Vary Custom Tamper Reaction Functions
Using several tamper reaction functions instead of one is another way to remove single points of failure. Give the attacker more work not less.
Use Non-Tamper Reactions to Do Important Stuff
If you only use tamper reactions, it’s easier for an attacker to remove entire guards. Putting meaningful operations in non-tamper reactions causes good things to not happen if an attacker removes a guard. At every point, you want to make the attacker use a scalpel, not an axe.
Use Damaged and Repaired Code and Data Where Possible
Some platforms, like Windows, allow you to damage and repair and re-damage code to make static and dynamic analysis harder. If that is possible with your platform, do it! Other platforms, like iOS, don’t permit changing code, but you can still change data. On restrictive platforms, consider damaging, repairing, and re-damaging data that drives your code execution. A switch statement containing both real and bogus code that is selected by a data value can provide some of the protection value provided on less restrictive platforms.
Choose Good Invocation Locations Where Possible
When using protection products that permit specifying invocation locations, mix it up. Don’t trigger all your guards in one spot. Put some invocations at function starts. Put some invocations inside functions. Put some invocations at startup. Put some invocations on intervals. Variation can increase confusion.
Maintenance Principles
Debug Smarter
Our protection products have features to assist with debugging protection-time and runtime issues. Check the documentation for details.
Help Support Help You
When asking customer support for help, provide as much information as you can including logs, blueprints, unprotected applications, debug information, mapfiles, protection commands, versions of protection products used, etc. Having everything needed to reproduce an issue always leads to the fastest resolution.
Cryptography Principles
Use White-Box Crypto
If your application processes sensitive data, hopefully you already use cryptography. Although, if you ship keys in your application, they often can be found and copied using one of the many attack tools created for that purpose. Using a white-box crypto solution like Digital.ai Key & Data Protection can ensure that your keys never exist in memory, while still allowing your application to perform the required cryptographic operations.

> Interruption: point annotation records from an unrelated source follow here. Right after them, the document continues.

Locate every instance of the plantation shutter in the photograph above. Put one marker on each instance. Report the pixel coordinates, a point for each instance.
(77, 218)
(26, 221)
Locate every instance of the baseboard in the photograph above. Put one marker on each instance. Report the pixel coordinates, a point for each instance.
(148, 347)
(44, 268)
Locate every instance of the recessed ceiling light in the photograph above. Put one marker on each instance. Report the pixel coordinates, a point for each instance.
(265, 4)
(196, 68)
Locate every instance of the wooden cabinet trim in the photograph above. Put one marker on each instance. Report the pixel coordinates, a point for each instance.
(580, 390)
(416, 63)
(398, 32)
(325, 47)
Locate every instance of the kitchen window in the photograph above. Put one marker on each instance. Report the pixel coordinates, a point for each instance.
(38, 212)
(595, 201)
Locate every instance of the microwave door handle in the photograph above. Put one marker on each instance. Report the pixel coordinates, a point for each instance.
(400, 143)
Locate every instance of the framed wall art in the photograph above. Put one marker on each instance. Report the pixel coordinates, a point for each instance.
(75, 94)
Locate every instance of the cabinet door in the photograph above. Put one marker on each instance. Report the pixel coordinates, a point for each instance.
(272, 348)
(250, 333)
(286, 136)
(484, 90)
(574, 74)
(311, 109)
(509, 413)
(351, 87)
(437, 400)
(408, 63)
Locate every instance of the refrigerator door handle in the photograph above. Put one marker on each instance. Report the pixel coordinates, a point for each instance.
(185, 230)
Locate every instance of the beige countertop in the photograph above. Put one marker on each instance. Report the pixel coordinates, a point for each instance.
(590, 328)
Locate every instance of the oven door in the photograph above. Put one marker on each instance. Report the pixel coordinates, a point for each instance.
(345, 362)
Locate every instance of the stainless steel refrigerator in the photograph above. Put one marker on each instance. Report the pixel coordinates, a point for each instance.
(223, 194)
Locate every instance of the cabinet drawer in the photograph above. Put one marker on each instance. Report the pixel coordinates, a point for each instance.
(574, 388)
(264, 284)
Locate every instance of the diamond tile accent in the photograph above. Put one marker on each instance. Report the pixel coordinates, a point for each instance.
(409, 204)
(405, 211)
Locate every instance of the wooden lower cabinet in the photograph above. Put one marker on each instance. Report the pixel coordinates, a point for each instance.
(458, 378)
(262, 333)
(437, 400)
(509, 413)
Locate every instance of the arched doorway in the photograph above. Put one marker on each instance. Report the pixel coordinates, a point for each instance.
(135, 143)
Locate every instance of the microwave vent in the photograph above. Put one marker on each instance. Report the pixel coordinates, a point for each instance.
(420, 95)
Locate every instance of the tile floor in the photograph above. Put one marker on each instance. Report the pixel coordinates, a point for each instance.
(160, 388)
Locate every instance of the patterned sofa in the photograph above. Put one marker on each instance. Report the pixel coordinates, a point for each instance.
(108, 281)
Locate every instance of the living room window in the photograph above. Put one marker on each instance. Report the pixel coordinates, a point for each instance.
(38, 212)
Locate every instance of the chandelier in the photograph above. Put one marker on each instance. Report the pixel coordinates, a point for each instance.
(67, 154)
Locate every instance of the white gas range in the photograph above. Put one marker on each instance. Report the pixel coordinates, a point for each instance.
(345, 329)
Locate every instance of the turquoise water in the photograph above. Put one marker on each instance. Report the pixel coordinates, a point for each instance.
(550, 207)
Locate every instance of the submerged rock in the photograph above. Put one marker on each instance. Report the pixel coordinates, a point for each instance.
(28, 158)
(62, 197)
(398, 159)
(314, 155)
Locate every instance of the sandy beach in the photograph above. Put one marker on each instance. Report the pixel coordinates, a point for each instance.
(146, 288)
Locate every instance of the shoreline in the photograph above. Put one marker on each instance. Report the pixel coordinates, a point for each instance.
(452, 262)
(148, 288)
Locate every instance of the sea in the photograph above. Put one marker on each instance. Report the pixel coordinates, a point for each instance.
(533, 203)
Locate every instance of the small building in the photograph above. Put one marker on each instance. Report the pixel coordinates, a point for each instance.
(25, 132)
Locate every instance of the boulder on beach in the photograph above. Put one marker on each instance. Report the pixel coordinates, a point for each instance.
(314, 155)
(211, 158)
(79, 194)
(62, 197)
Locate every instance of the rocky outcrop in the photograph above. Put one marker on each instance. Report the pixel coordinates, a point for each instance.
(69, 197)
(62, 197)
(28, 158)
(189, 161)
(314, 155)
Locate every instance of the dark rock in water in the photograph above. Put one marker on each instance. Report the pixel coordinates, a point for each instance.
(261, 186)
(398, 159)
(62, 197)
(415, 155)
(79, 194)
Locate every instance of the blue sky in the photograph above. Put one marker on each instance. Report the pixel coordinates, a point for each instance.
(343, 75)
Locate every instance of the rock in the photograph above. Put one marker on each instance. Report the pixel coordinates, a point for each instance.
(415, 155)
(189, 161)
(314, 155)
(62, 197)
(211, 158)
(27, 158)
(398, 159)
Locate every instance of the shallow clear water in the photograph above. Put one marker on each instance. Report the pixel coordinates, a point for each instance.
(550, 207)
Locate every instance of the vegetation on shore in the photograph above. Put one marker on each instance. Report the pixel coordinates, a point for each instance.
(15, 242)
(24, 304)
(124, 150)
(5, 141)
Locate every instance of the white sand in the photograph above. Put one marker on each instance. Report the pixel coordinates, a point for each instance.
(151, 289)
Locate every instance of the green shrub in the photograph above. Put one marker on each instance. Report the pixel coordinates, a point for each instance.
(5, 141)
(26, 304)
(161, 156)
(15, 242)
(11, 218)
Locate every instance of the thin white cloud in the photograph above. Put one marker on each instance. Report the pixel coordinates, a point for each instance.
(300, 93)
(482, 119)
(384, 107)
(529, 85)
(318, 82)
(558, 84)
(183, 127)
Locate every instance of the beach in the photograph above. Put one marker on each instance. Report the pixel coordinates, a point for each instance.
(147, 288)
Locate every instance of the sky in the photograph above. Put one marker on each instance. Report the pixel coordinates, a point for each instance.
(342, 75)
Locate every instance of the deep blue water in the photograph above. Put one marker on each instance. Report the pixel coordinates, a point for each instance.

White-box cryptography replaces canonical keys with code so that they cannot easily be found and lifted. And even though your keys are in a different form, they still permit your application to interact with endpoints using normal cryptographic implementations like OpenSSL.
White-box cryptography protects your keys because the equivalent code is non-reversible to classical key format. At the same time, Digital.ai Key & Data white-box cryptography keys are effectively bound tightly to the statically linked, white-box algorithm implementation. Since these white-box cryptography keys can be easily rotated by linking a replacement library, your applications gain extra resilience against threat actors.
For more information, see What is White-Box Cryptography?.
Follow Standards
Finally, if there are general standards like OWASP MASVS or guidelines that pertain to your industry or your distribution model, use them while building and prioritizing threats so that you don’t inadvertently fall victim to the OWASP MASVS Resilience categories.